Auf die Mindestverzinsung kommen allerdings in der Regel noch Überschussbeteiligungen, die die Rente deutlich erhöhen können.

Neue Varianten für mehr Rendite

Um den Kunden bessere Renditen zu ermöglichen, verkaufen die Versicherungen weitere Produkt‧arten. In der „neuen Klassik“, so der Fachjargon, etwa verzichtet der Kunde auf den Garantiezins, sicher sind nur die eingezahlten Beiträge.

Die legt der Versicherer im Sicherungsvermögen an. Da er weniger Zinsen sicherstellen muss, hat er mehr Spielraum, das Kapital gewinnbringend anzulegen, so die Idee.

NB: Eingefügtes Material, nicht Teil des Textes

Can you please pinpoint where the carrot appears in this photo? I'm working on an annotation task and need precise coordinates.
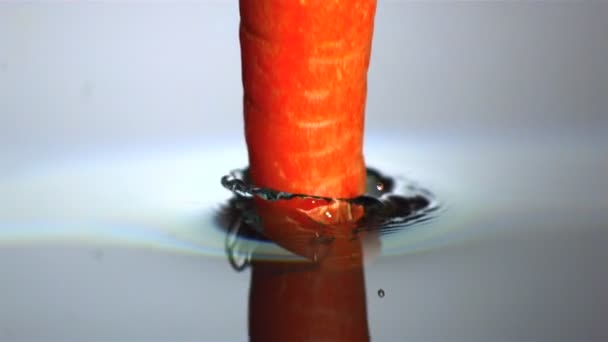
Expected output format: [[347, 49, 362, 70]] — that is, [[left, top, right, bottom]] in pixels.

Die Renten liegen, wenn man die Überschüsse berücksichtigt, aktuell im Schnitt jedoch nur leicht über denen der klassischen Policen.

Besonders gefragt sind Tarife, die klassische Modelle mit der Anlage in Fonds verknüpfen. Über 1,2 Millionen Verträge dieser Art wurden laut Gesamtverband der Deutschen Versicherungswirtschaft (GDV) im Jahr 2017 verkauft – von insgesamt knapp zwei Millionen privat finanzierten Rentenversicherungen.

Durch die neuen Geschäftsmodelle lohne sich die private Rentenversicherung mehr denn je, wirbt die Allianz. Der Konzern siegt in der Kategorie der Indexpolicen. Die garantierten Beiträge legt der Versicherer auch hier im Sicherungsvermögen an.

Manche Anbieter garantieren die volle Höhe der eingezahlten Beiträge, andere ziehen anfallende Kosten ab. Überschüsse verwenden die Gesellschaften, um bei Banken Optionen auf einen Indexfonds zu kaufen. „Wenn sich der Index im Wert steigert, wirkt das wie ein Hebel auf das gesamte Kapital des Kunden, nicht nur auf die Überschüsse“, erklärt Franke.

Dadurch seien deutlich höhere Renten möglich: Bei einer jährlichen Rendite von sechs Prozent winken dem Versicherten im Musterfall des Rankings mindestens 319 Euro und bestenfalls 390 Euro Rente im Monat. Zum Vergleich: Bei den klassischen Policen kann man laut Ranking aktuell, Überschüsse eingerechnet, mit monatlichen Renten zwischen 154 und 231 Euro rechnen.

„Verbraucherschützer und Anbieter sind allerdings unterschiedlicher Auffassung, was Chancen und Risiken angeht“, sagt Michael Franke. Denn die Policen mit Indexbeteiligung seien sehr komplex. „Nur wenige Kunden können vollständig nachvollziehen, was mit ihrer Investition genau passiert“, so Franke. Zudem sei kaum absehbar, mit welcher Rente der Versicherte über die garantierten Zusagen hinaus rechnen kann.

Eine andere aufstrebende Produktklasse reduziert die Sicherheit, um höhere Renditen zu ermöglichen: Bei hybriden Tarifen schichten die Gesellschaften das Kapital regelmäßig zwischen Fonds und Sicherungsvermögen um. In einigen Policen sind alle eingezahlten Beiträge garantiert, in anderen nur 80 Prozent.

Wenn eine Versicherung weniger Kapital garantieren muss, sind auch die Vorschriften bei der Anlage weniger streng. Auch bei hybriden Versicherungen mit 80-prozentiger Garantie siegt im Ranking die Allianz. „Mit der aktuellen Tarifgestaltung können wir das Geld der Kunden chancenreicher anlegen“, sagt Volker Priebe, Produkt-Vorstand der Allianz Lebensversicherung.

Doch je größer der Fonds-Anteil, desto höher sind in der Regel auch die Kosten für die Kunden. Deshalb sind in den Modellrechnungen die Renten bei voller Beitragsgarantie bei gleichen Annahmen zur Fonds-Entwicklung zum Teil höher als in Tarifen, die nur 80 Prozent garantieren.

„Allerdings ist es wahrscheinlich, dass Letztere auch eine höhere Rendite erwirtschaften und sich deshalb durchaus lohnen können“, ordnet Franke ein. Garantiert sind bei den Tarifen zwischen gut 90 und 101 Euro im Monat. Bei einer Jahresrendite von drei Prozent schwanken die Renten zwischen 137 und 191 Euro, bei sechs Prozent sind 180 bis 296 Euro drin.